Bride and groomOur Sunday Visitor: Before you began your business, you were an artist and a catechist. How did this background shape your approach to photography? 

Renata Grzan: Images play a very significant role in both art and theology. We’re made in God’s image, and Christ himself is the image of the invisible God, so we know that an image can express something profound and it can last forever. To be able to capture a profound experience in someone’s life and transmit it through images is very exciting to me. Being able to draw on my understanding of the power of images from the history of art and my theological studies helps me to see the deeper realities in a wedding celebration, or any event.

OSV: What difference does being a Catholic make to your work? 

Grzan: I know what is unique to a Catholic wedding, and I try to make sure the true sacramental character of a wedding is captured in my photos. I find Catholic couples appreciate this because it’s hard to find in professional photographers. Too often, outside of the exchange of rings, photographers are unaware of the sacredness of what’s going on and even miss the nuptial blessing. I know all the key moments to capture and take it very seriously. The ceremony is but a moment in time, and I want my images to help couples remember the graces they received and the covenant they made. 

OSV: What makes for a great photo? 

Grzan: Lighting, lighting, and lighting! It’s so important. When I take pictures during the Mass I don’t use flash, and when I do, I use off-camera flash or bounce the light to create a natural look. Knowing how to place people in good light to flatter them is also important.
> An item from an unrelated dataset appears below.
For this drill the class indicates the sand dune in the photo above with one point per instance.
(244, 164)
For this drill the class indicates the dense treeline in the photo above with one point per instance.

Composition is key as well — being able to frame people and objects in a way that makes the image interesting and helps the eye go where it’s supposed to. There’s also the technical side ... knowing how to capture natural expressions and create photos where the couple looks natural and not posed. You need to keep all this in mind. 

OSV: We are all drawn to beautiful images. Why? 

Grzan: Beauty lifts the soul to God and inspires the heart and mind. If you can beautifully capture a wedding, or whatever you’re photographing, you’re conveying its essence. God is perfect beauty, so when we look at something beautiful, it draws us to him. As a photographer, when you can draw beauty out of everyday events, or very significant ones, and create photographic heirlooms, they can be sources of meditation. 

OSV: What is your favorite kind of photography to do? 

Grzan: I love to look for “hidden” things ... the gentle smile of a bride as she looks at her husband, or maybe an aspect of her dress ... the little things that come together and make the day unique. I love taking pictures of quiet details that express deeper things. I don’t tend to go for big dramatic shots. Instead, I like to capture the way a bride and groom want to remember the day so they’ll relish seeing the pictures for days to come. 

OSV: Why should couples give serious thought to their wedding photography?

Grzan: A lot of reasons. First of all, quite literally, the day after the event there’s only the pictures ... the food will be eaten, the decorations gone, the flowers wilted, but the photos will last for generations. You’re not just doing it for yourself, but for your kids and grandkids. Couples need to give serious thought to who they hire. The photographer’s personality will be reflected in your images — it’s an artistic expression after all, so the photographer’s point of view, style, sensitivities, will be infused throughout. Also, the photographer, more than anyone else, will be following you around all day — make sure it’s someone who adds to your day.   

OSV: Are there aspects to wedding photography that you believe people misunderstand?  

Grzan: Couples often assume the photographer knows what they want. And photographers often assume they can do as they please if the couple doesn’t say anything. Communication is important — a photographer needs to have several meetings with a couple and really listen.

I think, too, there’s a general misunderstanding of what wedding photos should be. Some photographers spend a lot of time manufacturing scenes — like going out to a back ally with a trash can or railroad tracks. There’s a trend to shoot the wedding like a trashy-chic fashion spread, which misses the point. A photographer should be able to unobtrusively capture the sacredness of the ceremony and the joy of the celebration afterward. 

OSV: What are the trends in wedding photography? Do you follow these trends, and what do you think of them?

Grzan:The movement now is toward more natural shots, capturing things as they happen, not just posed pictures at predictable moments. I love this, because it focuses on the uniqueness of each couple and the beauty of how each day unfolds. There are some classic poses that are timeless and clean, so I tend to have a blend. 

Another trend I like is how albums are done now — more storybook-style, rather than single shots that look disconnected.  

A trend I don’t like is the hyper-sexualization of the bride, posing her like a pin-up girl, hiking up her dress. What does this have to do with the sacrament of marriage?  

Zoe Romanowsky writes from Maryland.